I went to a funeral today, but then the war broke out.
It was supposed to be the burial of 29 of the 41 people killed in an Israeli missile attack Monday evening in the crowded suburb of Chiyah. But just as one of the children was being lowered into the grave, two bombs came crashing down a few hundred meters away. After the first hit, young men at the funeral raised their arms and began shouting, "God is great!" Everyone backed-off when the second one hit.
More funerals, perhaps.
The day started when I opened up my copy of Beirut's English-language Daily Star newspaper this morning to see a huge, front-page image of Abbas Wehbeh. He was holding up the body of his 10-day-old niece, Waad, his face collapsed in pain.

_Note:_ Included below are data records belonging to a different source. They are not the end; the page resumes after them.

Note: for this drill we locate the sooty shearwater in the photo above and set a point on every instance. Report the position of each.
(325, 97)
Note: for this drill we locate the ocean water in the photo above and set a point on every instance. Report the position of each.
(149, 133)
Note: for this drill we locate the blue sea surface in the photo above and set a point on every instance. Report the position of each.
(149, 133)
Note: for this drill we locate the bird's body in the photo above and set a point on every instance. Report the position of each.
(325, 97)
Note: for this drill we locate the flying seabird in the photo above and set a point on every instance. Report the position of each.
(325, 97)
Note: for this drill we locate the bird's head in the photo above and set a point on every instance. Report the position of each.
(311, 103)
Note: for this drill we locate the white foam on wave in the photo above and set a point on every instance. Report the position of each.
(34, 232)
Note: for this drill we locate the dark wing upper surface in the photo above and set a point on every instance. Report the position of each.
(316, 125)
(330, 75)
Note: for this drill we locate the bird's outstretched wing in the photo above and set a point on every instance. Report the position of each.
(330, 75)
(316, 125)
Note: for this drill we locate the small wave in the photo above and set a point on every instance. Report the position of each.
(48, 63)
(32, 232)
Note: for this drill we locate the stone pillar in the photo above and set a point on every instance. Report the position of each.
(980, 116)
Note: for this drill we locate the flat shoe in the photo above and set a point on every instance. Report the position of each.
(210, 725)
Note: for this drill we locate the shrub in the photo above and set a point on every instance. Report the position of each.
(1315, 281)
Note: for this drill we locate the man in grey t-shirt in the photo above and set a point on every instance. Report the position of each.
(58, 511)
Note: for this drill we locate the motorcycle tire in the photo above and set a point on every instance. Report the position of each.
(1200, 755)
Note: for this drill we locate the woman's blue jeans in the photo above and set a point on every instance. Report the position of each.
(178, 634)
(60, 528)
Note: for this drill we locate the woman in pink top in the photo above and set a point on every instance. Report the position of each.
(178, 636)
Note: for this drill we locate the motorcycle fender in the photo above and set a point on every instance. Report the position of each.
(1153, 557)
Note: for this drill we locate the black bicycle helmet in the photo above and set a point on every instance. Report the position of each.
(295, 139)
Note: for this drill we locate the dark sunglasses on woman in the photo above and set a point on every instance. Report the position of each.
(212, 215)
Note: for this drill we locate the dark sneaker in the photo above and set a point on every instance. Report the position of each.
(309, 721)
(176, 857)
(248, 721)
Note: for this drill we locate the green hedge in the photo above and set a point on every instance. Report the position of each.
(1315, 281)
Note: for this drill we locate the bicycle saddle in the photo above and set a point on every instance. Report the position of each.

Hours later, we sat down and talked in a cemetery not far from the apartment block that was pulverized Monday evening. As Abbas, a taxi driver who says he has never had anything to do with Hezbollah, began listing his family members who died in the strike, it seemed he would go on forever. Twelve in all, they ranged from his infant niece to a 1-year-old nephew, a 1-year-old niece, a brother, a sister-in-law, and more children.
With the summer sun beating down and sweat running down his face, Abbas poured out anger at Israel and the United States. He demanded to know if I would fight if my country were occupied. He demanded to know what his family members had done to deserve their fate. I was thankful he didn't really expect an answer, because I didn't have one.
Near the end of the interview, he shared a thought about how the present in Lebanon will affect the future in the Middle East. He told me his 7-year-old son, Mohammed, approached him last night to announce that when he grows up he's going to get a gun and go fight the Israelis. It wasn't fair, Mohammed reasoned, that he had only been playing with his cousins a day earlier and now they were gone forever.
"It's not us," Abbas offered up. "I never told him to carry a gun. Who is planting the seeds of hatred, us or them?"
The funeral that was interrupted by bombs came after this conversation. Beirut has a tendency to confound chronological order.